NSW Secondary Schools Concerto Competition Finals Concert
Saturday 29 June, 7.00pm
The Concourse, Chatswood
409 Victoria Av, Chatswood, 2067 Directions
Paul Terracini: Conductor
Early bird prices: Standard $40
From 29 May: Standard $50
6 individual finalists in the 2019 NSW Secondary Schools Concerto Competition will perform their selected concerto with orchestra on Saturday 29 June, competing for prizes and opportunities in this prestigious annual event.
2019 is the 35th year Ku-ring-gai Philharmonic Orchestra (KPO) has run the NSW Secondary Schools Concerto Competition. This is the third year the Finals Concert has been held at the Concourse in Chatswood.
The competition is open to secondary school pupils in years 7-12 at schools throughout NSW and the ACT and this year attracted nearly 100 entrants, eager to compete for a coveted position in the Finals Concert and for the prize money of up to $10,000.
Regarded as a stepping stone to national and international success, the competition has been held annually since 1984 and provides an invaluable performance opportunity for young musicians to showcase their talents as concerti soloists accompanied by orchestra. The list of previous winners reflects the names of many well known personalities in the music world, such as Amy Dickson, Natalie Chee, Grace Clifford and Simon Tedeschi.
Hear these talented young musicians give dynamic concerto performances and assert a vibrant future ahead for live classical music performance.
Dr Paul Terracini was born in Sydney and has enjoyed a career in Australia and internationally as an instrumentalist, composer, arranger, and conductor. He has held permanent positions as Principal Trumpet in the Australian Opera and Ballet Orchestra; Lecturer in Trumpet, Brass Ensemble and Big Band at the Queensland Conservatorium of Music; and Solo Trumpet in the Danish Chamber Players, Denmark.
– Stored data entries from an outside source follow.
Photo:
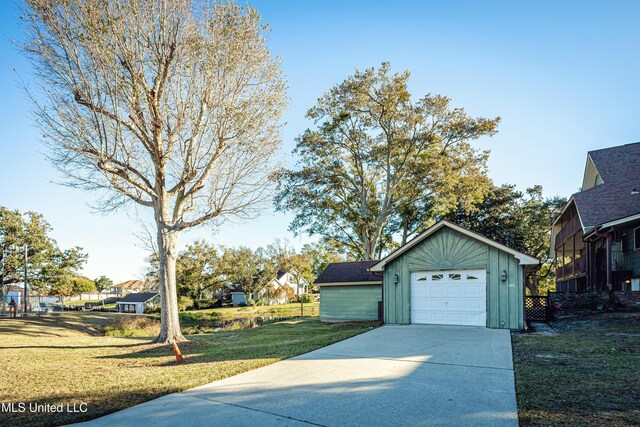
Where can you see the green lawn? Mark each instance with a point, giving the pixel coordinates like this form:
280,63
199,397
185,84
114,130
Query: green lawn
282,310
586,375
66,359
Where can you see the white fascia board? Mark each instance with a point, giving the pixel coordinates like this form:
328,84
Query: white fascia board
349,283
523,259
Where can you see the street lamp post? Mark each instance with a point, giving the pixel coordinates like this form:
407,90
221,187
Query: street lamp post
25,278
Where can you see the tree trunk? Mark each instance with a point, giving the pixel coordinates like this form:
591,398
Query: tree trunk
169,320
531,280
405,232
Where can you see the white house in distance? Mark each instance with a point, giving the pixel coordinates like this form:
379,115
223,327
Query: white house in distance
128,287
138,302
287,280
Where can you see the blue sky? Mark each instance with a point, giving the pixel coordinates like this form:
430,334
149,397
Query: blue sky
564,77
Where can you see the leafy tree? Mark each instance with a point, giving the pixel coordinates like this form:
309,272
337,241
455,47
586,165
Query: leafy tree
378,163
251,270
321,255
195,270
83,285
174,106
519,220
103,283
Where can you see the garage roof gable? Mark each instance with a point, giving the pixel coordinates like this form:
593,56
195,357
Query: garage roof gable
524,259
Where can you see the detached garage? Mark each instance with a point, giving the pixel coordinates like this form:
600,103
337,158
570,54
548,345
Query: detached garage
447,275
349,291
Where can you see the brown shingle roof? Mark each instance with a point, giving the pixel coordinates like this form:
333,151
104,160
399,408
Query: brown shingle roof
613,199
340,272
129,284
141,297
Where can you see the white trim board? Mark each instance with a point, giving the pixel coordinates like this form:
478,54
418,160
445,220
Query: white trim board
348,283
523,258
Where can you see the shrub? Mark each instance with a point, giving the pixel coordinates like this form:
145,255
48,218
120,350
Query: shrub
184,303
132,326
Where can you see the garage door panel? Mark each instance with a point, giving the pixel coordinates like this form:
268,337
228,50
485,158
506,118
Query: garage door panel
449,298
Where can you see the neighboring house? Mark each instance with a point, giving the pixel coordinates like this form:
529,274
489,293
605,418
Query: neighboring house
238,295
291,286
596,238
138,302
128,287
152,286
447,275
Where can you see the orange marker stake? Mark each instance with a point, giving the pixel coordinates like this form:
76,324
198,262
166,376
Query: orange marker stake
176,352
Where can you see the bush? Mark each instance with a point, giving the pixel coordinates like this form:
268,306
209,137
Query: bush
184,303
201,304
306,298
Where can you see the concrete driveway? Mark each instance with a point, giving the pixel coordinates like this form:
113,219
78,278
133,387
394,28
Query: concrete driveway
391,376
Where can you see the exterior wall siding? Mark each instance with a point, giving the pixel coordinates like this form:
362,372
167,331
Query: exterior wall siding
358,302
449,250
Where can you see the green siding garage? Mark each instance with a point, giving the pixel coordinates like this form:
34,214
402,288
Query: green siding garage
356,302
349,291
447,275
452,276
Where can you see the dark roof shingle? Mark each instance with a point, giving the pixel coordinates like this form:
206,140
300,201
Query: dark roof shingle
340,272
614,198
138,297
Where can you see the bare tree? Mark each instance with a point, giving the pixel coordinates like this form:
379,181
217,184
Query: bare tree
171,104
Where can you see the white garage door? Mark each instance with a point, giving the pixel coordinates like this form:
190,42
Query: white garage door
449,297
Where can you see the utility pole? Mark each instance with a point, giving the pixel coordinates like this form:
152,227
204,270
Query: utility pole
25,278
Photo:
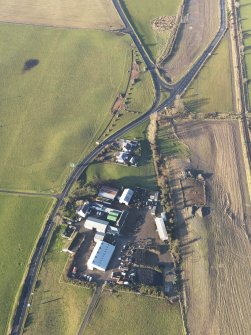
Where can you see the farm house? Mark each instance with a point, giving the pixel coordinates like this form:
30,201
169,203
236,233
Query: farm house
94,223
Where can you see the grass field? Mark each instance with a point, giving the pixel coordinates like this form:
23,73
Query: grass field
168,144
211,91
141,14
51,115
21,219
57,307
119,175
245,12
94,14
128,314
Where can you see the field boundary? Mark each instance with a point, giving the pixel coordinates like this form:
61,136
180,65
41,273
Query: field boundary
196,59
170,43
17,296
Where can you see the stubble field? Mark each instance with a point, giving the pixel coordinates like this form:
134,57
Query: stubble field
211,90
216,250
92,14
200,25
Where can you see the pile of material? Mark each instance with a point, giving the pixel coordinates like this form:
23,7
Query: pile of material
164,23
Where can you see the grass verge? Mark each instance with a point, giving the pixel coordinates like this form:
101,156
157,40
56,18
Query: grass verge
57,307
130,314
21,220
211,90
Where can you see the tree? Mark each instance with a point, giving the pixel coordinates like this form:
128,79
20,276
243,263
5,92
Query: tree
179,105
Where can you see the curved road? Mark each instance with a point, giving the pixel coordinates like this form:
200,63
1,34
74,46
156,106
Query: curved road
179,88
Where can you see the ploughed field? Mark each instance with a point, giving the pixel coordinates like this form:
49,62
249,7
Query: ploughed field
93,14
142,13
245,14
216,249
21,220
199,26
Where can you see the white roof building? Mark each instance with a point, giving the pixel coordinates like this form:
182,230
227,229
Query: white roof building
99,237
126,196
122,157
161,229
100,256
108,192
94,223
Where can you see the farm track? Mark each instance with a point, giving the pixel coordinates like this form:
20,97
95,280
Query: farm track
30,194
179,88
217,249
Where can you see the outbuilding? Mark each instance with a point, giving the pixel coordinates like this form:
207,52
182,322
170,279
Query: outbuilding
161,228
126,196
100,256
108,192
94,223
As an instrumentalist, he performed as soloist in Australia, Europe, USA, and Asia. Within Australia, his solo performances included concertos with the Melbourne, Queensland, West Australian, and Tasmanian Symphony Orchestras.
Paul Terracini has appeared as an opera conductor at the German Rossini Festival in Bad Wilbad, for the Danish Bel Canto Society in Copenhagen, and the Storstroms Symphony Orchestra, also in Denmark. Since assuming the role of artistic director of the Penrith Symphony Orchestra in 2010, he has, apart from programming and conducting the symphonic repertoire, pioneered the performance of chamber opera in western Sydney. For many years he has been invited as a guest conductor/composer to music schools and universities in Europe, USA, China, and Australia. He appears regularly as conductor for the Conservatorium High School, in Sydney. As a choral conductor, he has recorded for ABC Classics with Ars Nova Copenhagen, and the Sydney based choir, Cantillation.
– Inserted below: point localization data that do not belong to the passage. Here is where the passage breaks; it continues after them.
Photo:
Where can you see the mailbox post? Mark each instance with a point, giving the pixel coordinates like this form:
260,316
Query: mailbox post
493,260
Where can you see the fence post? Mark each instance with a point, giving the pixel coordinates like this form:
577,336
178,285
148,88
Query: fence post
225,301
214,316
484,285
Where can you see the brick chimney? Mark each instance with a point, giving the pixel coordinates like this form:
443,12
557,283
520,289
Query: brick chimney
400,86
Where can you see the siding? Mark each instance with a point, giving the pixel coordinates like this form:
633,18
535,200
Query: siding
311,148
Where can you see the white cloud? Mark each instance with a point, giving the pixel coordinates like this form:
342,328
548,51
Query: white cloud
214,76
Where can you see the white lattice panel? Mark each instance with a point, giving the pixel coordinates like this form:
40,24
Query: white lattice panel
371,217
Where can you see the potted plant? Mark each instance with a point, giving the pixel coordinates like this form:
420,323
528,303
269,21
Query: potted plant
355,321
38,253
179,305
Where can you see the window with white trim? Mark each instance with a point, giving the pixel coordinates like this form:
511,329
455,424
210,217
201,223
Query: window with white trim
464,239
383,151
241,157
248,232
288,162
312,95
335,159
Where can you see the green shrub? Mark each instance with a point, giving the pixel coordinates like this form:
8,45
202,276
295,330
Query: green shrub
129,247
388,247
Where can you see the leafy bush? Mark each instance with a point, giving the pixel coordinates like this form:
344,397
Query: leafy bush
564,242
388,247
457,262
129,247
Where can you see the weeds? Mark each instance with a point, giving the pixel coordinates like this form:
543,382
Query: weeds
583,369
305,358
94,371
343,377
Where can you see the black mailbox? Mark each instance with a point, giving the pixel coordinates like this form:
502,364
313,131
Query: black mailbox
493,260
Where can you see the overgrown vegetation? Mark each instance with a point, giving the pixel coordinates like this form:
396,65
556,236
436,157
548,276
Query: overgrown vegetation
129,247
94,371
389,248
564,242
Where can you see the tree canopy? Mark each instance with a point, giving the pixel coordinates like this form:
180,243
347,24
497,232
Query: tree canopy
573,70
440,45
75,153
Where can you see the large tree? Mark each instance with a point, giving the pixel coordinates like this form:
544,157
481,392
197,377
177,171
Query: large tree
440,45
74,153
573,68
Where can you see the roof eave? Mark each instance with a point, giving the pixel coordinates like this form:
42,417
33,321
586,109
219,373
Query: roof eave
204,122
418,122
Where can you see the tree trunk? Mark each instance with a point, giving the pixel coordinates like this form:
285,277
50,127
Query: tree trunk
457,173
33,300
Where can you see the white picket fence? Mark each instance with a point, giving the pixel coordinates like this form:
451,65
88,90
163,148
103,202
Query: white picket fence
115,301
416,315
As a composer and arranger, his music has been heard throughout the world in a variety of genres, performed by, amongst others, the Prague Symphony Orchestra, the Australian Chamber Orchestra, the Chicago Symphony Orchestra Brass, the Danish Chamber Players, the Australian Brass Quintet, the Sydney Symphony Orchestra Brass, and at festivals and conferences on every continent. His music for the two part ABC television series, Hymns of the Forefathers, in which he developed many of the traditional English hymns into symphonic poems, received international acclaim and was released on CD and DVD by ABC Classics. His title music for the television series, Classical Destinations, which was produced for three seasons, was featured on the ‘Number 1 Classical Album of the Year,’ released by Decca.
His new CD, Paul Terracini: Music for Brass, was released on the Tall Poppies label in May 2015. On this recording, he conducted his own music with Sydney Brass, featuring members of the Sydney Symphony Orchestra.
Paul Terracini also holds a PhD from the University of Sydney, having earlier completed a Bachelor of Theology and a Bachelor of Arts (Honours). His book, John Stoward Moyes and the Social Gospel, was published in 2015.